Tuan Min menggeleng, dirinya juga tidak mengetahui apapun tentang hal tersebut. Dia hanya menyampaikan pesan yang diberikan seseorang untuk mengatakan bahwa Jisung masih memiliki harta peninggalan dari ibunya.
"Baiklah, dimana tempat itu berada?"
"Di xxxx, surat kepemilikan akan saya berikan nanti, saat ini saya harus mengurus beberapa hal. Sampai berjumpa lagi tuan muda!"
Jisung mengangguk, "Aku akan menjaga rumah itu untuk kita ayah, ibu!"
Jisung berjalan menuju mobil yang dia tumpangi, "Sekarang kita ke xxxx ya pak,"
Sang supir hanya mengangguk, kemudian segera melajukan mobilnya menuju jalan yang disebutkan oleh Jisung.
Tidak butuh waktu lama akhirnya Jisung sampai. Jisung menatap rumah yang cukup sederhana namun, hangat. Jisung juga melihat ke arah sebelah rumah yang merupakan kafe sederhana milik ibunya.

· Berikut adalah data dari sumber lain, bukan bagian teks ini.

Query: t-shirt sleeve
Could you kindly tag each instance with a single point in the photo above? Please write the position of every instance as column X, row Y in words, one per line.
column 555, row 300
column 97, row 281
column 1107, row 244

Setelah dirasa puas memperhatikan Jisung langsung membawa barang-barang miliknya menuju ke rumah tentunya dengan bantuan supir milik Jaemin.
"Terima kasih pak, telah membantu saya, apakah bapak ingin minum?" Tanya Jisung, merasa tidak enak dengan bantuan yang diberikan oleh supir Jaemin.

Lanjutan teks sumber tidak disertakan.